Frauen die Unternehmen leiten oder Frauen, die laut sind und sich nicht die Butter vom Brot nehmen lassen, nennen wir „stark“. Alleinerziehende nennen wir auch „stark“, aber leider selten mit dem Gedanken der Bewunderung, sonder oft eher mitleidig vom hohen Ross herunter.
Das beschriebene Meme zeigt gut, wie irritierend wir starke Frauen finden. Eine Frau, die auf eigenen Füßen steht und Erfolg im Beruf hat, wird gefeiert, aber auch misstrauisch beäugt, besonders, wenn sie keine Kinder oder keinen Partner hat. Frauen, die tun was Männer tun, um aufzusteigen, Frauen, die emotional und finanziell unabhängig sind, gelten als cool aber gleichzeitig doch irgendwie auch als ein bisschen anders.
Weiblich und stark sein wird immer noch als Widerspruch angesehen
In vielen Branchen müssen Frauen sich an, als männlich angesehene, Verhaltensweisen anpassen, um Erfolg zu haben. Dieses Besetzen von männlichen Rollenmustern durch Frauen ist immer noch etwas, das auffällt.
Stark zu sein, also vielleicht laut, dominant, ehrgeizig, ist etwas Positives, aber stark sein ist auch etwas Männliches. „Starke Frauen“ beinhalten also einen Widerspruch, weil sie Eigenschaften besitzen, die als männlich gelten, aber trotzdem weiblich sind. Und hier kommen wir gesellschaftlich nicht mit, denn zu männlich darf eine Frau ja nicht sein.
Wenn eine Frau mit dem Adjektiv stark betitelt wird, dann muss sie etwas Herausragendes geleistet haben, etwas das sie von anderen Frauen unterscheidet. Es geht oft um Erfolg im Beruf oder das Überwinden eines
Schicksalsschlags. Diese Stärke erhebt sie über andere Frauen und grenzt sie vom gesellschaftliche Bild der Weiblichkeit ab. Die Denkweise erinnert sehr an
Teenagermädchen, die nur Jungs als Freunde haben, weil Mädchen ja sooo dramatisch sind und die sich nichts Schöneres vorstellen können als gesagt zu
bekommen, dass sie ja ganz anders sind, als andere Mädchen. In beiden Szenarien wird das weibliche abgewertet und als etwas Schwächeres als das Männliche angesehen.
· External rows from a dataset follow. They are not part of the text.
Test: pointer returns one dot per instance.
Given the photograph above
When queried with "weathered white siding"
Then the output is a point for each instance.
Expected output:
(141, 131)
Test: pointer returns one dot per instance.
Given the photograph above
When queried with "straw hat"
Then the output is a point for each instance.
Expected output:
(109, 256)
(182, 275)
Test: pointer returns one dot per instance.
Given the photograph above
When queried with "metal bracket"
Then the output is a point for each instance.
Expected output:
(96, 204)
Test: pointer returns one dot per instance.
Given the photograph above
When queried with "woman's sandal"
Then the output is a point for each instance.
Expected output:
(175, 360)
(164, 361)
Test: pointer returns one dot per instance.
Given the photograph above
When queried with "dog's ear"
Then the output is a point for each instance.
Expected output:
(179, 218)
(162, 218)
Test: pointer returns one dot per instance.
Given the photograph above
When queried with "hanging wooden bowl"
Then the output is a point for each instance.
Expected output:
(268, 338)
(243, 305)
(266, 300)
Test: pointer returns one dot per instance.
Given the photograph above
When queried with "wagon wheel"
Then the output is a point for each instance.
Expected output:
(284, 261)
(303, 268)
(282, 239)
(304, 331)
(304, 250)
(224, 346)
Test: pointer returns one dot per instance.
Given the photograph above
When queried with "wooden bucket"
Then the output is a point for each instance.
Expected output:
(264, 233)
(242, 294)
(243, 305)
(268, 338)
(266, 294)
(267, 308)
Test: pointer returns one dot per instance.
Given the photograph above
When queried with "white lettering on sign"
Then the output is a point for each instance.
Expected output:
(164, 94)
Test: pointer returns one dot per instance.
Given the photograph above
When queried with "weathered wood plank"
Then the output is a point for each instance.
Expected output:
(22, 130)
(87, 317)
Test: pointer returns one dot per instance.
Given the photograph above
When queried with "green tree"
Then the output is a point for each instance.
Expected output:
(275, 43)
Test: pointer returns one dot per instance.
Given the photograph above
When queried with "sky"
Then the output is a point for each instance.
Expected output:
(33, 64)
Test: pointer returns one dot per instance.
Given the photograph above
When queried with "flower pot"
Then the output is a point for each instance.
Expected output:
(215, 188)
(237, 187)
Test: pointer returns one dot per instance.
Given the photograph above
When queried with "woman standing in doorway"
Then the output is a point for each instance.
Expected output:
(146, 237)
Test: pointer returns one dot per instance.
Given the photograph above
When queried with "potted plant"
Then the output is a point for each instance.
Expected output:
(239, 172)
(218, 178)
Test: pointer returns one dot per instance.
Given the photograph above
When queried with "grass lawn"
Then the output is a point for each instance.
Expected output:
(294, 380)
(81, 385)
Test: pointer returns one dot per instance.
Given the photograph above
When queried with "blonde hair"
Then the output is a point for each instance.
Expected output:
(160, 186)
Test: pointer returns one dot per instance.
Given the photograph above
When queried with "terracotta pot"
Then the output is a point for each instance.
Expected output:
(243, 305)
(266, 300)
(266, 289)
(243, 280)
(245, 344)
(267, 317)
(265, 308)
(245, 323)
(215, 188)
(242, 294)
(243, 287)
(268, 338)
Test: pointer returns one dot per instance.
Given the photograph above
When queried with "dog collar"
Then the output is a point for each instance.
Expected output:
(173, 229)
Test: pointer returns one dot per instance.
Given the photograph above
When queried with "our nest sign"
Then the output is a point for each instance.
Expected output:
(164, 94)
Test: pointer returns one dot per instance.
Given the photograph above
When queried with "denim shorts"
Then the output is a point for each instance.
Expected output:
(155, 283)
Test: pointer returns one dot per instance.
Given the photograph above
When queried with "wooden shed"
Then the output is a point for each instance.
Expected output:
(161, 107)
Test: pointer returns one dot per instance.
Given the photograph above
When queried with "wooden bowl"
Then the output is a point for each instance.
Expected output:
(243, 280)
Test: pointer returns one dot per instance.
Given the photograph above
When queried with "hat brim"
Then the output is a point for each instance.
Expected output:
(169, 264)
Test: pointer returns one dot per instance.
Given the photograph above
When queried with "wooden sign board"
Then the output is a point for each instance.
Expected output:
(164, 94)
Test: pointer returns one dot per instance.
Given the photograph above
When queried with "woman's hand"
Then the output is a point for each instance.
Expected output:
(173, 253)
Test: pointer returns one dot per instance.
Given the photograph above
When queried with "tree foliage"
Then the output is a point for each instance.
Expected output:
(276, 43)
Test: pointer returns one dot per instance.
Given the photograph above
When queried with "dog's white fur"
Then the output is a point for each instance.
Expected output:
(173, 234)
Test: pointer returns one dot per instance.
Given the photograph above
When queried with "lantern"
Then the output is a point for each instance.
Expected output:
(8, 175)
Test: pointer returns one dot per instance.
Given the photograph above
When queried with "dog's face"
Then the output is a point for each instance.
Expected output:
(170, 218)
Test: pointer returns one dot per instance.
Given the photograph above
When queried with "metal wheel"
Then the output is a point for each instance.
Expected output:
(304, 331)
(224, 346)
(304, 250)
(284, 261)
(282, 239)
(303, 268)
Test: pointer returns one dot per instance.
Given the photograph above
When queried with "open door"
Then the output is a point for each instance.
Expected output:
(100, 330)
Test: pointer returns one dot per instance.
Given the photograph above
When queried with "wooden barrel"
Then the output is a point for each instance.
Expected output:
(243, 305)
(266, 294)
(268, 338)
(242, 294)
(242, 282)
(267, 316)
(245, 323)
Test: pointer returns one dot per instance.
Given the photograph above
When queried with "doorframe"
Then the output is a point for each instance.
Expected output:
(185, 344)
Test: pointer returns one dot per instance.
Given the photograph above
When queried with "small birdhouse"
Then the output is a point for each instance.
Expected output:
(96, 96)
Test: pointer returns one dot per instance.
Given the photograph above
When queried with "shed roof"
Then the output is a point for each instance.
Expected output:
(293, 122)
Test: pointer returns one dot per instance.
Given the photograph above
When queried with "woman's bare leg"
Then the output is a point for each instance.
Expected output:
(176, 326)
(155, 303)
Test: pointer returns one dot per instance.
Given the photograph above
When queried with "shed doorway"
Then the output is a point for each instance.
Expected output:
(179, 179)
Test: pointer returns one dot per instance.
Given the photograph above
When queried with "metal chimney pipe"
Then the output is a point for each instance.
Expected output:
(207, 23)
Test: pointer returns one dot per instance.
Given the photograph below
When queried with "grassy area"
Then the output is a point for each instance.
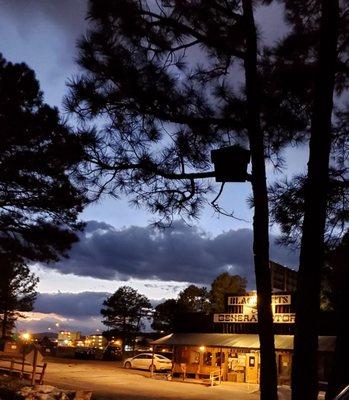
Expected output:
(9, 386)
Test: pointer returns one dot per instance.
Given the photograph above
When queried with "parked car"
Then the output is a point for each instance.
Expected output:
(144, 361)
(85, 353)
(112, 353)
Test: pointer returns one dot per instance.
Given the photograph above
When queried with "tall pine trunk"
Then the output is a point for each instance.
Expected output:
(268, 374)
(304, 371)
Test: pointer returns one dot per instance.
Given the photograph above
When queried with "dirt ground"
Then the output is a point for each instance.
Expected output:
(108, 380)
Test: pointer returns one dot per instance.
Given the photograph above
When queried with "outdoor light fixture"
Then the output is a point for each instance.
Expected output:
(26, 336)
(230, 164)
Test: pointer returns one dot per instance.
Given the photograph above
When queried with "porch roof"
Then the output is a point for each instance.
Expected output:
(242, 341)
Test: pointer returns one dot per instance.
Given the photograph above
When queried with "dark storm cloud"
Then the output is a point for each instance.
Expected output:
(180, 253)
(67, 15)
(61, 22)
(78, 306)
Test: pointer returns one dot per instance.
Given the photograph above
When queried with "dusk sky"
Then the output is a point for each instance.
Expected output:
(118, 246)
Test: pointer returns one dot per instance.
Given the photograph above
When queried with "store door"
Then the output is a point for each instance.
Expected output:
(251, 375)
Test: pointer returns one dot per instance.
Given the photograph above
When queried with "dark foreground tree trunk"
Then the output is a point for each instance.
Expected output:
(339, 261)
(268, 376)
(304, 371)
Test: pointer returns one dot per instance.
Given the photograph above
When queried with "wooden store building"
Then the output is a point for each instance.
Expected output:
(234, 355)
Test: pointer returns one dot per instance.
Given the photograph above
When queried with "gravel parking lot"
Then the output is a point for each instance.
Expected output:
(108, 380)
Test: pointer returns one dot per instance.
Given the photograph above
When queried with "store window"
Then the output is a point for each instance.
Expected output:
(220, 359)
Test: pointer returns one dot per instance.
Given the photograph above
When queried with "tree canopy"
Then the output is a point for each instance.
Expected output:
(39, 203)
(17, 292)
(124, 310)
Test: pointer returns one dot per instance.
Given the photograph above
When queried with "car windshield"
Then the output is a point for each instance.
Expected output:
(161, 357)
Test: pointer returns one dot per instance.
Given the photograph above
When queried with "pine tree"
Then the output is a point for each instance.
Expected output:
(162, 78)
(123, 312)
(39, 203)
(17, 293)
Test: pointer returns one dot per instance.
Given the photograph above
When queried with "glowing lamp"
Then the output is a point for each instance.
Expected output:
(26, 336)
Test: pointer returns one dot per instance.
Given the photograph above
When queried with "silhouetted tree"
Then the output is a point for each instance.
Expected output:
(223, 285)
(164, 76)
(194, 299)
(313, 58)
(39, 204)
(123, 312)
(338, 266)
(17, 293)
(166, 316)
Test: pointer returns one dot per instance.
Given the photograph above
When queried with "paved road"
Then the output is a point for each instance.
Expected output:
(108, 380)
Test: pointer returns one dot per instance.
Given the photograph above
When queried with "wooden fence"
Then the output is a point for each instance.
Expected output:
(31, 366)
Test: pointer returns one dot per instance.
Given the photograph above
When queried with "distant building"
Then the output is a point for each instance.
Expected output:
(283, 279)
(68, 338)
(96, 341)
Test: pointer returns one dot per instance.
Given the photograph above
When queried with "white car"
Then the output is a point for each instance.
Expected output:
(144, 361)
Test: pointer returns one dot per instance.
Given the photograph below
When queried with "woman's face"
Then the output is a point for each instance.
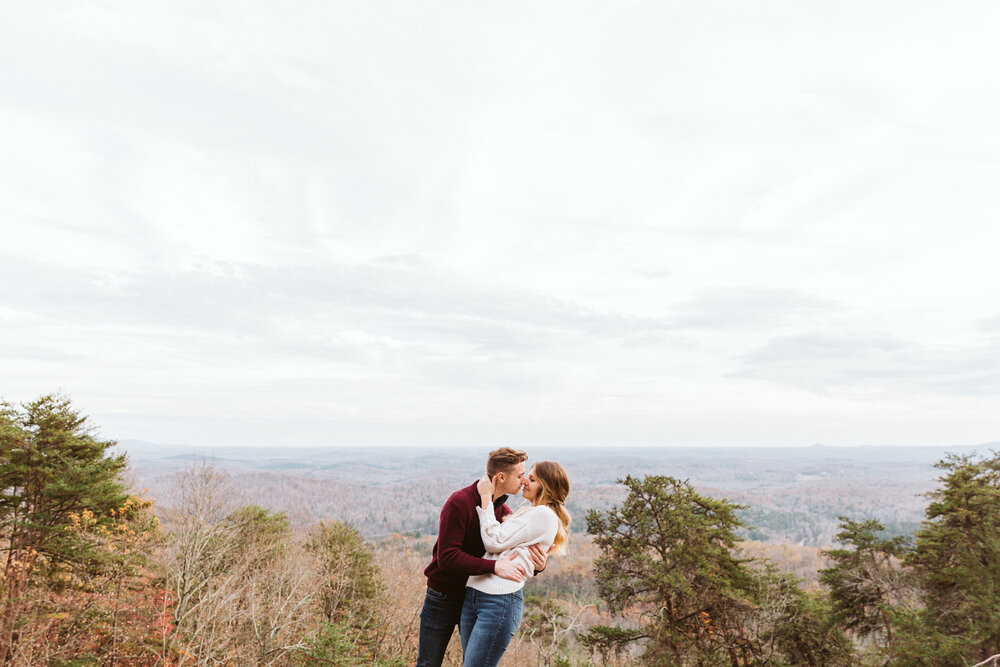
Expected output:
(532, 487)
Wir müssen die Definition von Stärke erweitern
Abgesehen davon, dass durch das mit männlich belegten Eigenschaften geprägte Bild von starken Frauen diesen ihre Weiblichkeit abgesprochen wird, werden Frauen, die nicht diesem Bild entsprechen, abgewertet. Wenn einige Frauen stark sind, müssen die anderen, welche andere Lebenswege gehen, folglich schwach sein. Wie toxisch das Einteilen von Menschen nach Wertigkeit für offene Gesellschaften ist, sollte jedem klar sein. Jede Frau ist eine starke Frau, egal ob sie erfolgreich im Beruf ist oder nicht, egal ob sie faul oder ehrgeizig ist, gerne rosa trägt oder ausschließlich schwarz.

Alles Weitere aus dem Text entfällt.